Create command alias

If you administrate your HBase cluster mainly from the shell of the EMR master, it might be convenient to define a command alias to avoid permission issues you might incur by typing erroneous commands using a different user (e.g. root).

As best practice, you should always run HBase commands as hbase user. In order to do that, you can add the following alias in the ~/.bashrc profile for the user that you use to administrate your cluster (e.g. hadoop)

alias hbase='sudo -u hbase hbase'

Once done, you can safely run HBase commands as usual

hbase shell

Determine average row size

If you want to determine the average size of a row stored in a HBase table, you can use the following commands to retrieve the payload from a storefile of the table. For example:

# Simple notation
hbase hfile -m -f $HBASE_PATH

# Extended notation
hbase org.apache.hadoop.hbase.io.hfile.HFile -m -f $HBASE_PATH

Average Payload Size

The class org.apache.hadoop.hbase.io.hfile.HFile allows you to analyze HBase store files that are persisted on HDFS or S3. The option -m returns the metadata for the file analyzed that reports the average size (bytes) of the Row Key in that particular file, and the average size (bytes) of the values stored in that file.

To get a rough estimation of the average payload of a single row, you can sum the parameters avgKeyLen and avgValueLen that are returned in the previous command, to get the average size in bytes of a row. For example:

# row_avg_size = avgKeyLen + avgValueLen
row_avg_size = 19 + 7 = 26

This command might be useful to get a rough estimate of your data payload when you are not sure about it. You can later on use this value to fine-tuning your cluster (e.g. increase/decrease RPC Listeners)

Reduce number of Regions

The HBase community introduced a new utility in the hbase-tools package that helps to reduce the number of regions for tables stored in HBase.

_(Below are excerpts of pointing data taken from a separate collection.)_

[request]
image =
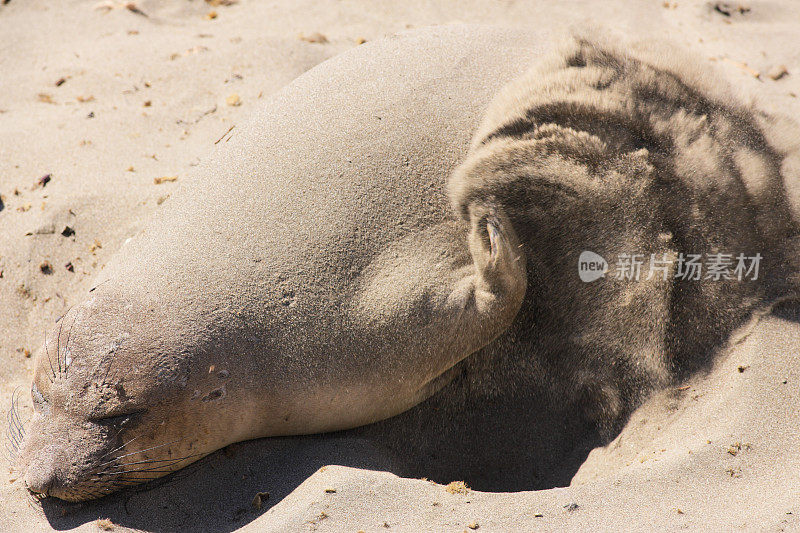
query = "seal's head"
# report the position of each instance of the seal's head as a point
(105, 415)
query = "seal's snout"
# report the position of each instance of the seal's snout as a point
(40, 476)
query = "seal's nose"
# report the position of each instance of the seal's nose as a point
(40, 476)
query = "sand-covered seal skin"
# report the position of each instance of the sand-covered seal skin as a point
(310, 277)
(632, 149)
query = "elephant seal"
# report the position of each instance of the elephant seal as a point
(311, 278)
(324, 273)
(625, 151)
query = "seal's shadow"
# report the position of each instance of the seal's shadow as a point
(492, 445)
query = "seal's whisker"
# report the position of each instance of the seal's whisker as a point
(156, 460)
(69, 338)
(142, 451)
(156, 468)
(58, 346)
(15, 412)
(50, 361)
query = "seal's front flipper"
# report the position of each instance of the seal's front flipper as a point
(436, 296)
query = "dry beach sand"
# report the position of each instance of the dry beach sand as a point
(117, 102)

This utility is available in the class org.apache.hbase.RegionsMerger and can help you to automatically merge the number of regions to a value that you define, if you have a high count in your cluster (e.g. wrong table pre-split, or high split rate due to incorrect settings)

# copy library in classpath
sudo cp /usr/lib/hbase-operator-tools/hbase-tools-*.jar /usr/lib/hbase/lib/

# merge regions
hbase org.apache.hbase.RegionsMerger <TABLE_NAME> <TARGET_NUMBER_OF_REGIONS>

This tool is available in HBase versions >= 2.x.x and should only be used with these versions.